Semester baru sudah dimulai. Agha kembali berkonsentrasi dengan kegiatan di kampus. Ia hanya mengambil dua mata kuliah terakhir di semester ini. Sembari mulai menyusun proposal skripsi. Rencananya memang hendak menemui dosen pembimbingnya tapi ia ke ruang BEM universitas dulu di kampus Depok pagi ini. Beberapa temannya sudah di sana. Mereka sedang sibuk dengan prosesi wawancara untuk menerima calon anggota BEM yang baru.
Tiba di sana, Agha keluar dari mobilnya. Suasana Pusgiwa alias Pusat Kegiatan Mahasiswa tak begitu ramai di jam pagi. Apalagi sudah banyak yang memulai kuliah perdana di pagi hari begini kecuali bagi mereka mahasiswa tingkat akhir yang hanya disibukkan dengan urusan magang atau penelitian. Ayu, misalnya. Gadis itu sudah mengambil magang. Ia hanya sibuk penelitian tapi tak perlu datang ke rumah sakit setiap hari. Kebetulan, ia sudah selesai seminar proposal satu minggu yang lalu. Sekarang? Sebetulnya, izinnya belum keluar. Tapi berhubung ia ikut proyek dosen ya bisa menyokong untuk mengambil waktu lebih dulu. Kalau Indra tentu saja sedang lembur di depan laptop. Lelaki itu baru hendak seminar proposal. Kalau Agha?

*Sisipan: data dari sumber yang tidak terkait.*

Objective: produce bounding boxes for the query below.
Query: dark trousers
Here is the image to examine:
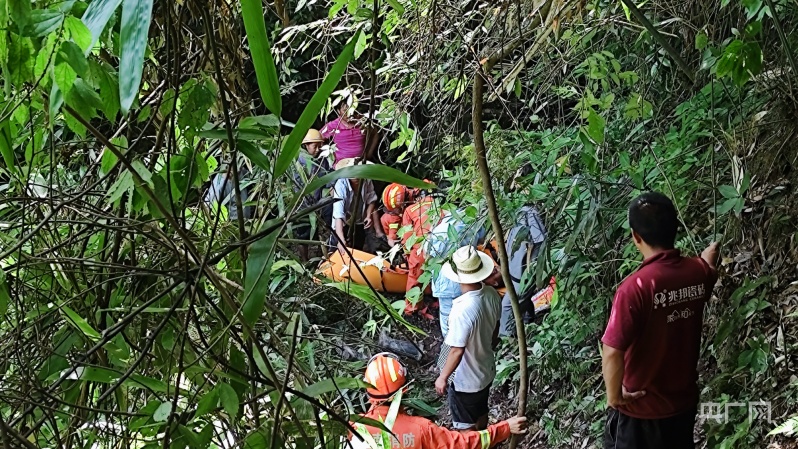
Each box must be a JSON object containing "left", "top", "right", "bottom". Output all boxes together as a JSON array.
[{"left": 604, "top": 408, "right": 696, "bottom": 449}]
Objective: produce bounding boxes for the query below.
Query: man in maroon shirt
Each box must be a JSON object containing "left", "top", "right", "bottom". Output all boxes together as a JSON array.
[{"left": 602, "top": 192, "right": 719, "bottom": 449}]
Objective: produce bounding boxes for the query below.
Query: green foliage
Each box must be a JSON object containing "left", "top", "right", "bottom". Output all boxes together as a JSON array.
[
  {"left": 241, "top": 0, "right": 282, "bottom": 116},
  {"left": 119, "top": 0, "right": 154, "bottom": 113}
]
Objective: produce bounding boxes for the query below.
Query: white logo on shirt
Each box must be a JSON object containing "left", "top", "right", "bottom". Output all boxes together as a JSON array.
[
  {"left": 667, "top": 307, "right": 696, "bottom": 323},
  {"left": 653, "top": 283, "right": 706, "bottom": 309}
]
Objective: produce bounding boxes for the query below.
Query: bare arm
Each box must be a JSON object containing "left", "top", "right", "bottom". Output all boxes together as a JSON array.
[
  {"left": 436, "top": 346, "right": 464, "bottom": 395},
  {"left": 701, "top": 241, "right": 720, "bottom": 270},
  {"left": 602, "top": 344, "right": 645, "bottom": 408}
]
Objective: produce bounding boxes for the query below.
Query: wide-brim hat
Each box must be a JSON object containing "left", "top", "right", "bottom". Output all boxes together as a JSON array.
[
  {"left": 335, "top": 157, "right": 374, "bottom": 170},
  {"left": 441, "top": 246, "right": 495, "bottom": 284}
]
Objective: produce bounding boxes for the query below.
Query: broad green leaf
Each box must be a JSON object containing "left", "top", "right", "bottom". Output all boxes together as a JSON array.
[
  {"left": 119, "top": 0, "right": 154, "bottom": 113},
  {"left": 55, "top": 42, "right": 89, "bottom": 77},
  {"left": 107, "top": 170, "right": 134, "bottom": 203},
  {"left": 274, "top": 29, "right": 361, "bottom": 177},
  {"left": 61, "top": 306, "right": 101, "bottom": 340},
  {"left": 0, "top": 270, "right": 9, "bottom": 316},
  {"left": 101, "top": 136, "right": 126, "bottom": 176},
  {"left": 195, "top": 388, "right": 218, "bottom": 417},
  {"left": 240, "top": 114, "right": 282, "bottom": 130},
  {"left": 8, "top": 0, "right": 31, "bottom": 28},
  {"left": 237, "top": 140, "right": 270, "bottom": 171},
  {"left": 25, "top": 9, "right": 64, "bottom": 37},
  {"left": 586, "top": 110, "right": 605, "bottom": 144},
  {"left": 217, "top": 383, "right": 239, "bottom": 420},
  {"left": 718, "top": 185, "right": 739, "bottom": 199},
  {"left": 47, "top": 0, "right": 122, "bottom": 115},
  {"left": 385, "top": 0, "right": 405, "bottom": 14},
  {"left": 744, "top": 20, "right": 762, "bottom": 37},
  {"left": 54, "top": 62, "right": 77, "bottom": 95},
  {"left": 695, "top": 32, "right": 708, "bottom": 50},
  {"left": 742, "top": 0, "right": 762, "bottom": 19},
  {"left": 90, "top": 61, "right": 120, "bottom": 120},
  {"left": 305, "top": 163, "right": 434, "bottom": 194},
  {"left": 65, "top": 16, "right": 92, "bottom": 52},
  {"left": 153, "top": 401, "right": 172, "bottom": 422},
  {"left": 240, "top": 0, "right": 281, "bottom": 116},
  {"left": 242, "top": 219, "right": 281, "bottom": 325},
  {"left": 302, "top": 377, "right": 370, "bottom": 397}
]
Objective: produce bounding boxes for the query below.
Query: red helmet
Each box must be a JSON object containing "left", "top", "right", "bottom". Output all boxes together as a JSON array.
[
  {"left": 382, "top": 184, "right": 409, "bottom": 212},
  {"left": 364, "top": 353, "right": 407, "bottom": 400}
]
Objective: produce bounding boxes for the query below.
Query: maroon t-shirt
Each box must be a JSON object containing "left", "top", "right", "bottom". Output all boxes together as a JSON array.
[{"left": 602, "top": 249, "right": 717, "bottom": 419}]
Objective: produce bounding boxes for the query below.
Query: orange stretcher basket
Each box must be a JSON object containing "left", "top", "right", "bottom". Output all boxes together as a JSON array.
[
  {"left": 316, "top": 243, "right": 510, "bottom": 296},
  {"left": 317, "top": 248, "right": 410, "bottom": 293}
]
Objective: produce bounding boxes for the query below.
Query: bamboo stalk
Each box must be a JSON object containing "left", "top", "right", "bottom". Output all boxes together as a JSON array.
[{"left": 472, "top": 68, "right": 528, "bottom": 449}]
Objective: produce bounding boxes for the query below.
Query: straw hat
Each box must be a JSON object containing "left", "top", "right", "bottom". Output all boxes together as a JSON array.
[
  {"left": 334, "top": 157, "right": 374, "bottom": 170},
  {"left": 302, "top": 129, "right": 324, "bottom": 144},
  {"left": 441, "top": 246, "right": 495, "bottom": 284}
]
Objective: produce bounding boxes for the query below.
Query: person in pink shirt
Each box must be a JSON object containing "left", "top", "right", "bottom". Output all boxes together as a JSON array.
[{"left": 321, "top": 102, "right": 378, "bottom": 163}]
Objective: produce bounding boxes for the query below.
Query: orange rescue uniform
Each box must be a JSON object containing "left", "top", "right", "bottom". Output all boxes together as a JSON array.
[
  {"left": 401, "top": 197, "right": 441, "bottom": 313},
  {"left": 381, "top": 212, "right": 403, "bottom": 242},
  {"left": 352, "top": 405, "right": 511, "bottom": 449}
]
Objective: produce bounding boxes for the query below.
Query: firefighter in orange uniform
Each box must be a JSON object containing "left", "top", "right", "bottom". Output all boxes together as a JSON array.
[
  {"left": 401, "top": 187, "right": 441, "bottom": 317},
  {"left": 350, "top": 353, "right": 528, "bottom": 449},
  {"left": 381, "top": 183, "right": 417, "bottom": 247}
]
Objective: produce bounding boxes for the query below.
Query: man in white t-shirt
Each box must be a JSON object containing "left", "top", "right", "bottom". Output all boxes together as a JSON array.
[
  {"left": 435, "top": 245, "right": 502, "bottom": 431},
  {"left": 330, "top": 158, "right": 384, "bottom": 254}
]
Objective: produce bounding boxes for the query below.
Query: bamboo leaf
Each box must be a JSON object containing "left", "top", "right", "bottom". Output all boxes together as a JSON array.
[
  {"left": 274, "top": 29, "right": 361, "bottom": 178},
  {"left": 242, "top": 219, "right": 282, "bottom": 325},
  {"left": 306, "top": 164, "right": 433, "bottom": 194},
  {"left": 0, "top": 118, "right": 15, "bottom": 173},
  {"left": 302, "top": 377, "right": 370, "bottom": 397},
  {"left": 61, "top": 306, "right": 101, "bottom": 340},
  {"left": 237, "top": 140, "right": 270, "bottom": 171},
  {"left": 0, "top": 271, "right": 9, "bottom": 316},
  {"left": 240, "top": 0, "right": 281, "bottom": 116},
  {"left": 119, "top": 0, "right": 154, "bottom": 113},
  {"left": 82, "top": 0, "right": 123, "bottom": 50}
]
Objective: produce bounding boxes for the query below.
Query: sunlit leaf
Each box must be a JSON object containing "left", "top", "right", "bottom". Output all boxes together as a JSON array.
[
  {"left": 218, "top": 383, "right": 239, "bottom": 420},
  {"left": 61, "top": 306, "right": 101, "bottom": 340},
  {"left": 240, "top": 0, "right": 281, "bottom": 116},
  {"left": 302, "top": 377, "right": 370, "bottom": 397},
  {"left": 152, "top": 401, "right": 172, "bottom": 422},
  {"left": 119, "top": 0, "right": 154, "bottom": 113},
  {"left": 305, "top": 163, "right": 433, "bottom": 195}
]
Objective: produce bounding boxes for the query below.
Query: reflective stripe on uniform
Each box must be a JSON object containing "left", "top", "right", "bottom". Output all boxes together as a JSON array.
[
  {"left": 478, "top": 430, "right": 491, "bottom": 449},
  {"left": 389, "top": 224, "right": 399, "bottom": 229}
]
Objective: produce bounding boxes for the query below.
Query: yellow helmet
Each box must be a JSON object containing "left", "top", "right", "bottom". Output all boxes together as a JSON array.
[{"left": 303, "top": 129, "right": 324, "bottom": 145}]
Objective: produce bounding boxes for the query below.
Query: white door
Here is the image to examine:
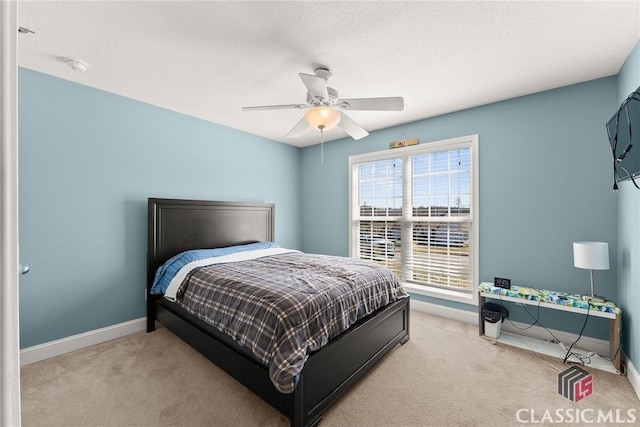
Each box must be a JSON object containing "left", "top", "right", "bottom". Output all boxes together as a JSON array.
[{"left": 0, "top": 1, "right": 22, "bottom": 426}]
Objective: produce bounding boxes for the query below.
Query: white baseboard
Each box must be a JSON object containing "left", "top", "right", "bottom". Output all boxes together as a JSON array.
[
  {"left": 410, "top": 299, "right": 478, "bottom": 324},
  {"left": 20, "top": 317, "right": 147, "bottom": 366},
  {"left": 410, "top": 299, "right": 610, "bottom": 358},
  {"left": 624, "top": 353, "right": 640, "bottom": 400}
]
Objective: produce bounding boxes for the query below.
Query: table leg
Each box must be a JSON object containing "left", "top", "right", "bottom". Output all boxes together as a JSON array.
[
  {"left": 610, "top": 314, "right": 621, "bottom": 373},
  {"left": 478, "top": 294, "right": 486, "bottom": 336}
]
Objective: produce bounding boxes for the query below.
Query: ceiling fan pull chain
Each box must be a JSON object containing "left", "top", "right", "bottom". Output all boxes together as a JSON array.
[{"left": 320, "top": 128, "right": 324, "bottom": 165}]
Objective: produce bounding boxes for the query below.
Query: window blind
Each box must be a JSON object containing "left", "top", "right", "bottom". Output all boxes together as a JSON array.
[{"left": 350, "top": 137, "right": 476, "bottom": 295}]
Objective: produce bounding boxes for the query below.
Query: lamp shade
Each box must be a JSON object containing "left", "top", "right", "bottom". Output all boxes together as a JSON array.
[
  {"left": 573, "top": 241, "right": 609, "bottom": 270},
  {"left": 304, "top": 107, "right": 341, "bottom": 132}
]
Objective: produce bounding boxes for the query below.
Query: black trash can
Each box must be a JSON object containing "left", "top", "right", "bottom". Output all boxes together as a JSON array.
[{"left": 481, "top": 302, "right": 509, "bottom": 338}]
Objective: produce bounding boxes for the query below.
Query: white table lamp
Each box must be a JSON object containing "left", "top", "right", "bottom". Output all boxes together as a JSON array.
[{"left": 573, "top": 241, "right": 609, "bottom": 302}]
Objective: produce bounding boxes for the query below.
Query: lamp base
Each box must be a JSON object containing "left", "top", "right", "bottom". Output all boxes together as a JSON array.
[{"left": 582, "top": 294, "right": 607, "bottom": 303}]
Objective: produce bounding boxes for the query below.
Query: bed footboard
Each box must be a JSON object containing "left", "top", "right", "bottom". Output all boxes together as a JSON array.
[
  {"left": 297, "top": 296, "right": 410, "bottom": 426},
  {"left": 152, "top": 296, "right": 409, "bottom": 427}
]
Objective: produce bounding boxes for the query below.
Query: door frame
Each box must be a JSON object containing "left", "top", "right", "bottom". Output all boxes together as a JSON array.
[{"left": 0, "top": 0, "right": 21, "bottom": 425}]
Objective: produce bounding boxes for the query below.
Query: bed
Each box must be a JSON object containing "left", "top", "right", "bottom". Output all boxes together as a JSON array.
[{"left": 146, "top": 198, "right": 410, "bottom": 427}]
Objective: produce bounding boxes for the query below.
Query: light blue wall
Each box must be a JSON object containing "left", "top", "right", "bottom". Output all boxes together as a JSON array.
[
  {"left": 18, "top": 68, "right": 624, "bottom": 347},
  {"left": 18, "top": 68, "right": 301, "bottom": 348},
  {"left": 301, "top": 78, "right": 618, "bottom": 338},
  {"left": 616, "top": 40, "right": 640, "bottom": 365}
]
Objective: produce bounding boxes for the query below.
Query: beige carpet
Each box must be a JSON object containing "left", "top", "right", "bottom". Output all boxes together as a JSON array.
[{"left": 21, "top": 311, "right": 639, "bottom": 426}]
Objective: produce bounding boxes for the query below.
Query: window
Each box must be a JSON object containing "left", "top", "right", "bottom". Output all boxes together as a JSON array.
[{"left": 349, "top": 135, "right": 479, "bottom": 304}]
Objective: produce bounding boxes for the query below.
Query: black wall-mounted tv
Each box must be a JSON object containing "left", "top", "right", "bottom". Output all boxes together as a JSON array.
[{"left": 607, "top": 86, "right": 640, "bottom": 189}]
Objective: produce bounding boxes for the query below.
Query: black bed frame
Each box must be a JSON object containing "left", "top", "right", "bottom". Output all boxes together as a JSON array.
[{"left": 146, "top": 198, "right": 410, "bottom": 427}]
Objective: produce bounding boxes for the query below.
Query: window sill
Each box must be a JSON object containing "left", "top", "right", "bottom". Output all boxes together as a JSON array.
[{"left": 402, "top": 282, "right": 478, "bottom": 305}]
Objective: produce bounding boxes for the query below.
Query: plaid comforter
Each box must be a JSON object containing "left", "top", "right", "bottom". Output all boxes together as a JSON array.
[{"left": 175, "top": 251, "right": 408, "bottom": 394}]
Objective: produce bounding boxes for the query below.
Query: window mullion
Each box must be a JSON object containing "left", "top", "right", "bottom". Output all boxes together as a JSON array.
[{"left": 401, "top": 156, "right": 412, "bottom": 282}]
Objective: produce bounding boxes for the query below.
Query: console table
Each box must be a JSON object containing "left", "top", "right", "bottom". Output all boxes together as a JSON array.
[{"left": 478, "top": 282, "right": 621, "bottom": 373}]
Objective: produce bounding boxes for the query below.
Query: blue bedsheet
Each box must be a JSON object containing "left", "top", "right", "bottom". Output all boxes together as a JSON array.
[{"left": 150, "top": 242, "right": 279, "bottom": 295}]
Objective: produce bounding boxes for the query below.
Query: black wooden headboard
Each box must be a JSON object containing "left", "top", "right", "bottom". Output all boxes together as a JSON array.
[{"left": 146, "top": 198, "right": 275, "bottom": 295}]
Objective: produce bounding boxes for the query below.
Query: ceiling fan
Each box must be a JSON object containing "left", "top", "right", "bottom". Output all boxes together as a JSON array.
[{"left": 241, "top": 68, "right": 404, "bottom": 140}]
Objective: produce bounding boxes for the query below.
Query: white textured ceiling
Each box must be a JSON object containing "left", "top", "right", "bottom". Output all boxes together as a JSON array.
[{"left": 17, "top": 1, "right": 640, "bottom": 147}]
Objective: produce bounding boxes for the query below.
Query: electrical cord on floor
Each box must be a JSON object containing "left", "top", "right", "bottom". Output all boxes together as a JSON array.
[{"left": 528, "top": 345, "right": 563, "bottom": 373}]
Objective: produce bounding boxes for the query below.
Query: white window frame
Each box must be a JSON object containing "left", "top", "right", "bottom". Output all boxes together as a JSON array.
[{"left": 348, "top": 134, "right": 479, "bottom": 305}]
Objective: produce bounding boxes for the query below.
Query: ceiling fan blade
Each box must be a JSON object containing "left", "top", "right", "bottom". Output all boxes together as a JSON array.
[
  {"left": 299, "top": 73, "right": 328, "bottom": 101},
  {"left": 336, "top": 97, "right": 404, "bottom": 111},
  {"left": 242, "top": 103, "right": 308, "bottom": 111},
  {"left": 338, "top": 112, "right": 369, "bottom": 140},
  {"left": 286, "top": 116, "right": 309, "bottom": 137}
]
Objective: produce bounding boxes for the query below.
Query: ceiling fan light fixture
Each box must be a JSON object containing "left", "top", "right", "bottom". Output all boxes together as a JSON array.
[
  {"left": 242, "top": 68, "right": 402, "bottom": 140},
  {"left": 305, "top": 107, "right": 341, "bottom": 132}
]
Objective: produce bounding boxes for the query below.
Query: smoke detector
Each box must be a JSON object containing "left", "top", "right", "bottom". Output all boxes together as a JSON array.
[{"left": 65, "top": 58, "right": 88, "bottom": 72}]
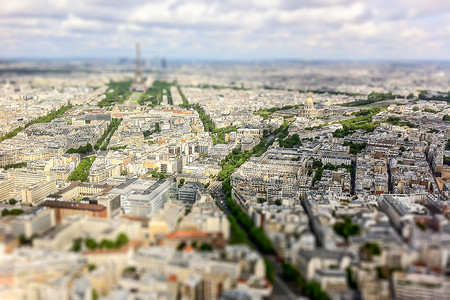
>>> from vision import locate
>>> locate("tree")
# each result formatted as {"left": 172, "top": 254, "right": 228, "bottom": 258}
{"left": 360, "top": 242, "right": 382, "bottom": 261}
{"left": 8, "top": 198, "right": 17, "bottom": 205}
{"left": 19, "top": 233, "right": 37, "bottom": 245}
{"left": 2, "top": 209, "right": 23, "bottom": 216}
{"left": 100, "top": 239, "right": 116, "bottom": 249}
{"left": 199, "top": 243, "right": 213, "bottom": 251}
{"left": 124, "top": 266, "right": 136, "bottom": 273}
{"left": 250, "top": 227, "right": 274, "bottom": 253}
{"left": 346, "top": 267, "right": 357, "bottom": 290}
{"left": 313, "top": 160, "right": 323, "bottom": 169}
{"left": 264, "top": 258, "right": 275, "bottom": 283}
{"left": 232, "top": 148, "right": 241, "bottom": 155}
{"left": 228, "top": 215, "right": 247, "bottom": 244}
{"left": 72, "top": 239, "right": 82, "bottom": 252}
{"left": 281, "top": 262, "right": 301, "bottom": 281}
{"left": 179, "top": 178, "right": 185, "bottom": 188}
{"left": 85, "top": 238, "right": 97, "bottom": 250}
{"left": 303, "top": 281, "right": 329, "bottom": 300}
{"left": 116, "top": 233, "right": 129, "bottom": 247}
{"left": 68, "top": 156, "right": 96, "bottom": 182}
{"left": 66, "top": 143, "right": 93, "bottom": 154}
{"left": 343, "top": 141, "right": 367, "bottom": 154}
{"left": 333, "top": 218, "right": 360, "bottom": 240}
{"left": 19, "top": 235, "right": 27, "bottom": 245}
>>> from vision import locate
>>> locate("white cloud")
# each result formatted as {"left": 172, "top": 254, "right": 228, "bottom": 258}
{"left": 0, "top": 0, "right": 449, "bottom": 60}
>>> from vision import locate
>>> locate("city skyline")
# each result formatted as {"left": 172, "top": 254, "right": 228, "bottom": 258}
{"left": 1, "top": 0, "right": 450, "bottom": 61}
{"left": 1, "top": 1, "right": 450, "bottom": 299}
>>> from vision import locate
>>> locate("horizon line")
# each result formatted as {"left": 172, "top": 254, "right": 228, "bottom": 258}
{"left": 1, "top": 57, "right": 450, "bottom": 64}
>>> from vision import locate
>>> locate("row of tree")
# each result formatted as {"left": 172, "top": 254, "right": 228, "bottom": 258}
{"left": 218, "top": 138, "right": 269, "bottom": 181}
{"left": 98, "top": 81, "right": 132, "bottom": 107}
{"left": 1, "top": 208, "right": 24, "bottom": 216}
{"left": 211, "top": 125, "right": 238, "bottom": 145}
{"left": 143, "top": 122, "right": 161, "bottom": 138}
{"left": 193, "top": 103, "right": 215, "bottom": 132}
{"left": 225, "top": 196, "right": 275, "bottom": 253}
{"left": 66, "top": 143, "right": 93, "bottom": 154}
{"left": 94, "top": 118, "right": 122, "bottom": 151}
{"left": 138, "top": 80, "right": 173, "bottom": 106}
{"left": 2, "top": 162, "right": 27, "bottom": 170}
{"left": 343, "top": 141, "right": 367, "bottom": 154}
{"left": 72, "top": 233, "right": 129, "bottom": 251}
{"left": 177, "top": 85, "right": 190, "bottom": 107}
{"left": 0, "top": 104, "right": 73, "bottom": 143}
{"left": 418, "top": 90, "right": 450, "bottom": 104}
{"left": 254, "top": 104, "right": 302, "bottom": 120}
{"left": 384, "top": 116, "right": 418, "bottom": 128}
{"left": 278, "top": 133, "right": 301, "bottom": 148}
{"left": 68, "top": 156, "right": 96, "bottom": 182}
{"left": 333, "top": 107, "right": 385, "bottom": 137}
{"left": 281, "top": 261, "right": 329, "bottom": 299}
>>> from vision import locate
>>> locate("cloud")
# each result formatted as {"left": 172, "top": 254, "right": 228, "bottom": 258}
{"left": 0, "top": 0, "right": 449, "bottom": 60}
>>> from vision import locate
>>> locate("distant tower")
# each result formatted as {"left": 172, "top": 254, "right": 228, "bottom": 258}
{"left": 131, "top": 43, "right": 146, "bottom": 92}
{"left": 135, "top": 43, "right": 143, "bottom": 84}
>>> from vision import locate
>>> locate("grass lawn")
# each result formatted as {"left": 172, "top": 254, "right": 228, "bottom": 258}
{"left": 128, "top": 92, "right": 142, "bottom": 104}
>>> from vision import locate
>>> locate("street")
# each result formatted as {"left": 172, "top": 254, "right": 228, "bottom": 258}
{"left": 213, "top": 188, "right": 302, "bottom": 300}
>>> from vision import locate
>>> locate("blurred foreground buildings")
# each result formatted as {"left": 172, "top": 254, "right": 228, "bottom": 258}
{"left": 0, "top": 61, "right": 449, "bottom": 299}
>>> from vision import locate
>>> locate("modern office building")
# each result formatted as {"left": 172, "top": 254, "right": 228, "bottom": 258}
{"left": 178, "top": 182, "right": 205, "bottom": 205}
{"left": 21, "top": 180, "right": 57, "bottom": 205}
{"left": 0, "top": 178, "right": 14, "bottom": 203}
{"left": 392, "top": 269, "right": 450, "bottom": 300}
{"left": 111, "top": 178, "right": 175, "bottom": 217}
{"left": 10, "top": 207, "right": 56, "bottom": 238}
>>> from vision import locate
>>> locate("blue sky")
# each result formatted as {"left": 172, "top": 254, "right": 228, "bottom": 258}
{"left": 1, "top": 0, "right": 449, "bottom": 60}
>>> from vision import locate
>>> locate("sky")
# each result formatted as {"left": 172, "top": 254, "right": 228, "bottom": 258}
{"left": 1, "top": 0, "right": 450, "bottom": 61}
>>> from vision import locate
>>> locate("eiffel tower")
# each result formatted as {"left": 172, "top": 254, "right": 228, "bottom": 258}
{"left": 131, "top": 42, "right": 146, "bottom": 92}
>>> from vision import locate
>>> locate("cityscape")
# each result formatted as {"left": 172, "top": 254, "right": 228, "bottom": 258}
{"left": 1, "top": 1, "right": 450, "bottom": 300}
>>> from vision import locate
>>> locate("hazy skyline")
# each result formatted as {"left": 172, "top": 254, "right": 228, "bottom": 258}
{"left": 1, "top": 0, "right": 450, "bottom": 61}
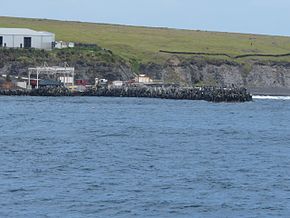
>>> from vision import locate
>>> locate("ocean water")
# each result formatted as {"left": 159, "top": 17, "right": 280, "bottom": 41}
{"left": 0, "top": 96, "right": 290, "bottom": 217}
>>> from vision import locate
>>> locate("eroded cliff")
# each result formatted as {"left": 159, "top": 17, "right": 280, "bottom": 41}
{"left": 1, "top": 49, "right": 290, "bottom": 95}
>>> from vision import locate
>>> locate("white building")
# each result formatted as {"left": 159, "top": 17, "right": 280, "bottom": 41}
{"left": 136, "top": 74, "right": 153, "bottom": 84}
{"left": 59, "top": 76, "right": 74, "bottom": 86}
{"left": 55, "top": 41, "right": 75, "bottom": 49}
{"left": 0, "top": 28, "right": 55, "bottom": 50}
{"left": 112, "top": 81, "right": 124, "bottom": 87}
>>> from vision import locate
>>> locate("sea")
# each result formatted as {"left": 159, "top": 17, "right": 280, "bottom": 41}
{"left": 0, "top": 96, "right": 290, "bottom": 217}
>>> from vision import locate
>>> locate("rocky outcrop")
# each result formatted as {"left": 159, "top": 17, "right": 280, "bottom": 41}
{"left": 140, "top": 57, "right": 290, "bottom": 95}
{"left": 0, "top": 48, "right": 135, "bottom": 83}
{"left": 0, "top": 60, "right": 133, "bottom": 82}
{"left": 246, "top": 63, "right": 290, "bottom": 88}
{"left": 73, "top": 61, "right": 133, "bottom": 81}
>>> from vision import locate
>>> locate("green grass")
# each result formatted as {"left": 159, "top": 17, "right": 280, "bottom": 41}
{"left": 1, "top": 16, "right": 290, "bottom": 64}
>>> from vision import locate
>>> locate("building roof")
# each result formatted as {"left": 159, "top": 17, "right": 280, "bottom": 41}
{"left": 0, "top": 28, "right": 54, "bottom": 36}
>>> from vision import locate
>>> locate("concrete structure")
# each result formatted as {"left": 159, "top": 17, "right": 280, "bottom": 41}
{"left": 95, "top": 78, "right": 99, "bottom": 86}
{"left": 16, "top": 81, "right": 27, "bottom": 89}
{"left": 59, "top": 77, "right": 74, "bottom": 86}
{"left": 112, "top": 81, "right": 124, "bottom": 87}
{"left": 0, "top": 28, "right": 55, "bottom": 50}
{"left": 136, "top": 74, "right": 153, "bottom": 84}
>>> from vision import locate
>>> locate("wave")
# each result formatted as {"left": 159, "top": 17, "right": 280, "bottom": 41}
{"left": 253, "top": 95, "right": 290, "bottom": 100}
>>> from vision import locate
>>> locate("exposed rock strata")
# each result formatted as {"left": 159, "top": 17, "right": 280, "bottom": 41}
{"left": 1, "top": 49, "right": 290, "bottom": 95}
{"left": 141, "top": 58, "right": 290, "bottom": 95}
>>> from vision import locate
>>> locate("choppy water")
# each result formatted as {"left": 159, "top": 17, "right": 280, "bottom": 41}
{"left": 0, "top": 96, "right": 290, "bottom": 217}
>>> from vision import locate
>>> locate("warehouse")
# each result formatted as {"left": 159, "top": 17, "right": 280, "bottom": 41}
{"left": 0, "top": 28, "right": 55, "bottom": 50}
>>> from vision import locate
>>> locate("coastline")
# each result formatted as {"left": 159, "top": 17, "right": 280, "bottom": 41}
{"left": 3, "top": 86, "right": 290, "bottom": 101}
{"left": 247, "top": 87, "right": 290, "bottom": 97}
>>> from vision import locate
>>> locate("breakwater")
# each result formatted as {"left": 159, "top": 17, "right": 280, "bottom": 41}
{"left": 0, "top": 86, "right": 252, "bottom": 102}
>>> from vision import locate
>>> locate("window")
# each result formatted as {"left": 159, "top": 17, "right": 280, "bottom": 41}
{"left": 24, "top": 37, "right": 32, "bottom": 48}
{"left": 0, "top": 36, "right": 3, "bottom": 47}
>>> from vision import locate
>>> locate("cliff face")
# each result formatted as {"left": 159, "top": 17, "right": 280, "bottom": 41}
{"left": 1, "top": 49, "right": 290, "bottom": 95}
{"left": 0, "top": 61, "right": 133, "bottom": 83}
{"left": 140, "top": 56, "right": 290, "bottom": 95}
{"left": 0, "top": 49, "right": 134, "bottom": 82}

Ia sudah jelas belum akan penelitian semester ini. Tapi perlu menyiapkan proposal penelitiannya. Tugasnya hari ini hanya menghadiri kampus. Mungkin besok ia akan mulai sibuk di rumah sakit Om-nya.
"Gimana?"
Ia bertanya pada Della. Gadis itu yang mengurus urusan semua wawancara dengan calon anggota baru.
"Rencananya bakal mulai jam delapan pagi ini bagi yang cocok waktunya. Setidaknya sampai Sabtu nanti lah, Gha. Itu udah yang paling lama. Jadi minggu depan, kita bisa umumin yang lolos. Semakin cepat kan semakin bagus. Biar bisa langsung eksekusi program kita."
Agha mengangguk-angguk. Ia hanya perlu memantau semuanya. Karena yang menjalankan pasti bawahan. Ia sudah memuat proyek besar terkait visi dan misi organisasi. Mereka hanya perlu menyinkronkan antara apa yang dilakukan masing-masing divisi dengan visi dan misi yang ingin mereka capai bersama. Bisa duduk di sini, sebagai ketua BEM, tentu tidak mudah bagi Agha atau siapapun. Semua butuh usaha. Ia berjuang keras dengan segala daya dan rumor. Namanya sudah naik bahkan terlalu melampaui batas kepopuleran yang sudah diprediksi. Tugasnya adalah menjaga itu semua. Dan tentu saja mempertahankan tak mudah dibanding ketika meraihnya bukan.
"Kebanyakan cewek ya tahun ini?"
Bani yang baru muncul di ambang pintu langsung mendapat kita kan dari Della karena berbicara begitu. Cowok itu terkekeh. Ya namanya juga cowok. Kalau urusannya tak dengan cewek akan terasa aneh. Padahal eh sudah mendekati seseorang. Hahaha. Tapi masih belum ada yang tahu, sudah sampai di mana tahap itu. Bani itu cenderung menutupi sesuatu yang menurutnya adalah urusan pribadi. Orang lain tak perlu tahu. Memang seharusnya begitu. Tapi yang namanya Indonesia itu.....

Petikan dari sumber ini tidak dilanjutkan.